Road infrastructure to some of South Africa’s prime tourism areas is appalling. Tourism metros such as eThekwini look dilapidated and abandoned, while councillors engage in fistfights over unspent budgets. Such political decay and incapacity cannot be resolved by fiscal magicmaking, which makes the long and obsessive gaze on what any finance minister can do as pointless as it is depressing.

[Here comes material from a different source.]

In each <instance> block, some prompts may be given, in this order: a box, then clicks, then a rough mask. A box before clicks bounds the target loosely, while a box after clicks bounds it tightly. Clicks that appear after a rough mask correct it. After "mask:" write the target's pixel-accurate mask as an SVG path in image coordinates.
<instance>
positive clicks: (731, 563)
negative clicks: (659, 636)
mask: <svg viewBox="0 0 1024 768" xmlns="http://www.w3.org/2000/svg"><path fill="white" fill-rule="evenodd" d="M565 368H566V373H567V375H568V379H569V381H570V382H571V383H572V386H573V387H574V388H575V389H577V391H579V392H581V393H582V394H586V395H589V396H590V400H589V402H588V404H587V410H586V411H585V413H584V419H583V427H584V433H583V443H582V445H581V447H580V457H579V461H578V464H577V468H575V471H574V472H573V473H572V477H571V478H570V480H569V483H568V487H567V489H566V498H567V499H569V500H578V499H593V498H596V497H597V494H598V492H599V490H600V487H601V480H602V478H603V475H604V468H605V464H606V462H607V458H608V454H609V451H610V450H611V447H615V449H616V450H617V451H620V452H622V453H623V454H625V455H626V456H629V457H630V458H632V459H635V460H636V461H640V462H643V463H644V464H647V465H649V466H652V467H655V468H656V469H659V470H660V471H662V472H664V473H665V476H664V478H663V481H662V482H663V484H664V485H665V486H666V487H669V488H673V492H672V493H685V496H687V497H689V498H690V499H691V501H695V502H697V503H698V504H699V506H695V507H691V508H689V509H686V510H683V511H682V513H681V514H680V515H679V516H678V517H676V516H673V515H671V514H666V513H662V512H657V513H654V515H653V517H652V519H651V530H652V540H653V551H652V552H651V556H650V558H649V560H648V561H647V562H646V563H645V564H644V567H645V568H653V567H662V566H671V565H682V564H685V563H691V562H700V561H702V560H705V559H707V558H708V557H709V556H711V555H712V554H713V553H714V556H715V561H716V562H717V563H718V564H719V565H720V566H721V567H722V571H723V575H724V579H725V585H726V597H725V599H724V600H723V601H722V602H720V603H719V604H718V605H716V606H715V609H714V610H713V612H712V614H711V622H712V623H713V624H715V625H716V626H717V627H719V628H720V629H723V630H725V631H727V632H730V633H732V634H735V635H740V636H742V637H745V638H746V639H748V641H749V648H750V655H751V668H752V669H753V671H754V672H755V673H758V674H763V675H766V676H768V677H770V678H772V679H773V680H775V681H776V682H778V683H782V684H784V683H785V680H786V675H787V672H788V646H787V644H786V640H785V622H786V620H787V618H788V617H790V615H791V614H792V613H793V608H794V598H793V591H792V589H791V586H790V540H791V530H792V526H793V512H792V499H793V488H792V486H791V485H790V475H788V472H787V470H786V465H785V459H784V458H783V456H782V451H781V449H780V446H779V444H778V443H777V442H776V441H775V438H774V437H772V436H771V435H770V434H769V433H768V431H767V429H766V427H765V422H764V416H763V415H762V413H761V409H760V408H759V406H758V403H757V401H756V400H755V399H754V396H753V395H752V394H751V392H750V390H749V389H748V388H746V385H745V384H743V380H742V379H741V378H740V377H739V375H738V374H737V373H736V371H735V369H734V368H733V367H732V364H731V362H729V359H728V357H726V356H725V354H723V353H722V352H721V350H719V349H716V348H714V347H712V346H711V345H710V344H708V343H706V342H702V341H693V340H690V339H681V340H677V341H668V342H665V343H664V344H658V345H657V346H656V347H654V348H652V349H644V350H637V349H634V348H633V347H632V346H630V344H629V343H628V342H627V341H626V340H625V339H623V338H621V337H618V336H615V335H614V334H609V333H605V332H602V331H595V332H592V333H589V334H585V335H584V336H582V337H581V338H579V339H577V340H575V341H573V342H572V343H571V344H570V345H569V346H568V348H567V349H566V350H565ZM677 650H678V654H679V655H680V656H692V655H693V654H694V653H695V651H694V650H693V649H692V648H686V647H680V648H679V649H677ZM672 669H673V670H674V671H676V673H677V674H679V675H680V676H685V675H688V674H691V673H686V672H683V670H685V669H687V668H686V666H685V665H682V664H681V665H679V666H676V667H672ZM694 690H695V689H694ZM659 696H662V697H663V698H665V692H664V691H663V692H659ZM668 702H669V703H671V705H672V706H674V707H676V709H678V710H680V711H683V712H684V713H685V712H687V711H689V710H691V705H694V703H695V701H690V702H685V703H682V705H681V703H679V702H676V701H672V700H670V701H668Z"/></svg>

South Africans habitually demand new policy ideas to get us out of the crisis, and while this is important, the truth is that we are not getting the basics right. Getting the basics right is not difficult if the political culture changes, which can only be delivered by new hands at the Union Buildings and in parliament.
The KwaZulu-Natal government’s excessive contribution to the Samas ceremony shows that it does not know how to spend those funds in an economically productive way. This is not a policy ideas problem but one to do with leadership quality, institutional capacity and ethics.
Until we change political leadership overall, our crisis will deepen alongside the socioeconomic crises afflicting millions across the land. Nothing demonstrates this more than the fact that if we fixed Eskom, Transnet, water infrastructure, municipalities and crime, investment would almost instantly return.
But we won’t because we cannot, and various interests are gaining from state failure. South Africa needs a new political alternative with energetic leadership unencumbered by those same interests to drive the fundamental change we all need. For this, the country does not have to wait for the coffers to empty, for there is an election next year.